Braised duck, also commonly called braised duck legs (as legs are most commonly braised part of a duck) is a duck-meat based dish prepared through the method of braising. Braising, or pot roasting, is a popular French cooking method which involves effective use of both dry and moist heat to cook vegetables, meats, etc. Duck prepared via braising is a very popular dish, especially in Asian and European cuisines, because of its flavor. Duck meat is considered to be one of the most flavorsome meats and braising actually adds more taste to its.

The exact origin of the dish is largely unknown and the little details that are shared are mostly of questionable accuracy. The preparation has evolved in various ways over the years and today, it is prepared with a range of ingredients, each specific to a single recipe.

Braised duck is a celebrated preparation in Asian cuisine, especially in China where it is almost always served on special occasions and during celebrations.

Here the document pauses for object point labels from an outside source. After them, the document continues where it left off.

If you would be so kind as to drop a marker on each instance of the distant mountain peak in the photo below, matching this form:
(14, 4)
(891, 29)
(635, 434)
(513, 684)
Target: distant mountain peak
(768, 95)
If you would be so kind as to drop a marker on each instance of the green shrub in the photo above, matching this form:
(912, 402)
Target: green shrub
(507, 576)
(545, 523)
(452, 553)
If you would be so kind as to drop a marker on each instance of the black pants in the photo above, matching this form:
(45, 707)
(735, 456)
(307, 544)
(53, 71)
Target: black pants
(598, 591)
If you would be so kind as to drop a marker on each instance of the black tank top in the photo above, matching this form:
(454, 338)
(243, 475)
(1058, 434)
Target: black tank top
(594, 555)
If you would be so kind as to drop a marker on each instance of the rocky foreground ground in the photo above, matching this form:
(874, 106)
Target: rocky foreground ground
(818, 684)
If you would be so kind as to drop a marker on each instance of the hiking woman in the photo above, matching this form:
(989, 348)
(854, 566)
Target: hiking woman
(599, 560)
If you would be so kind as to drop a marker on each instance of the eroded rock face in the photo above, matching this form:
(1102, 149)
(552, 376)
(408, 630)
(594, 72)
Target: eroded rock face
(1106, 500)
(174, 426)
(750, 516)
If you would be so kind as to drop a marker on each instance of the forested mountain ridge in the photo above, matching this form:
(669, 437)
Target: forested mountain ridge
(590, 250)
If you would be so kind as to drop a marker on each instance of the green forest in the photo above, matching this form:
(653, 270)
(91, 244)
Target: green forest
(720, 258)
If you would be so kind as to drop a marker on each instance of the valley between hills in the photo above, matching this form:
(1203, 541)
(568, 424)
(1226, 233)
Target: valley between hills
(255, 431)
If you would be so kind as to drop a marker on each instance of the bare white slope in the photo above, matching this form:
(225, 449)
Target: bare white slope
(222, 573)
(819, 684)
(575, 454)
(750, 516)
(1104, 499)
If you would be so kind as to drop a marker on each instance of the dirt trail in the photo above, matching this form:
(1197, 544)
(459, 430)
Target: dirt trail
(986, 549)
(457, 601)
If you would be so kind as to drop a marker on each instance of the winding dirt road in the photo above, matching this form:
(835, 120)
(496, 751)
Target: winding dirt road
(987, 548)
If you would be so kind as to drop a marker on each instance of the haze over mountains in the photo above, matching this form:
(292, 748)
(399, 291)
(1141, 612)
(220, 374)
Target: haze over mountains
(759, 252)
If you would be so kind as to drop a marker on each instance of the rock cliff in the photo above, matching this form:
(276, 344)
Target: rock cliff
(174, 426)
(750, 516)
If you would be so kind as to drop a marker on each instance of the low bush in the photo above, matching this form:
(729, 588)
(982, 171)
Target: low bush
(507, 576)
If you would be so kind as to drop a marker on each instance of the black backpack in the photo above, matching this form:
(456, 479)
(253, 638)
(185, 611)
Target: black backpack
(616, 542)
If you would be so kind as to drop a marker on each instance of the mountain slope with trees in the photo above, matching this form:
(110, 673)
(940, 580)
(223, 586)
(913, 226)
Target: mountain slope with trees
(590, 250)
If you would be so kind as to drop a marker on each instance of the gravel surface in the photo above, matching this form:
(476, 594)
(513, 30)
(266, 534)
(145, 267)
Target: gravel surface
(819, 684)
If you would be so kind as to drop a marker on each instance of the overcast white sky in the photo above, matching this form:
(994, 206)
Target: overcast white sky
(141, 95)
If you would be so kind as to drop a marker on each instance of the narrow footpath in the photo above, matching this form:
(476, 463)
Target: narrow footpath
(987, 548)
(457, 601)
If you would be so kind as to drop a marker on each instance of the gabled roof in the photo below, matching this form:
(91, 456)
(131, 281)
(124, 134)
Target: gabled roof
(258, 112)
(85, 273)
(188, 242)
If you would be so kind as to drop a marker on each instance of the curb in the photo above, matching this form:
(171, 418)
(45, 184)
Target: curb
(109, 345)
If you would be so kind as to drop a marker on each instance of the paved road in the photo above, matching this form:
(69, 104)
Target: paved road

Ingredients Used in Preparation of Braised Duck Recipe

In its most basic and traditional form, braised duck is made with duck, garlic, thyme, salt and pepper. No other ingredients are added, making the dish a quick and easy preparation. But as there is no single recipe to make the duck, there is no fixed list of ingredients. Each recipe calls for the use of varied herbs, spices, toppings, vegetables, seasoning agents, etc. Sometimes, other meats are added to give the dish more flavor. Hard-boiled eggs are also a common addition (although these are seldom mixed with the dish and are mostly garnishing).

Braised duck legs with shallots and parsnips, a popular European dish, adds vegetables to the basic recipe and the French delicacy Canard au Vin is braised duck with wine. Mushrooms are another popular addition, closely followed by tomatoes.

How to Braise Duck?

Braising a duck is a fairly easy process, despite all the mystery and awe surrounding the dish. It takes about 2-2 1/2 hours to make braised duck when prepared using the traditional ingredients. The duck is cleaned and seasoned and then placed in a large pan with garlic and thyme. The pan is covered and the duck is braised on one side over low heat for about 1 hour and then turned so that the other side can be braised. Once the duck is browned, it is cut into equal halves and then cooked in its own fat for about 5 to 10 minutes till the skin is dark and crisp.

Additional ingredients, if being used, are prepared as required beforehand (cut, chopped, diced, cubed) and added to the large pan with the thyme and garlic. Herbs and spices are also added at this point.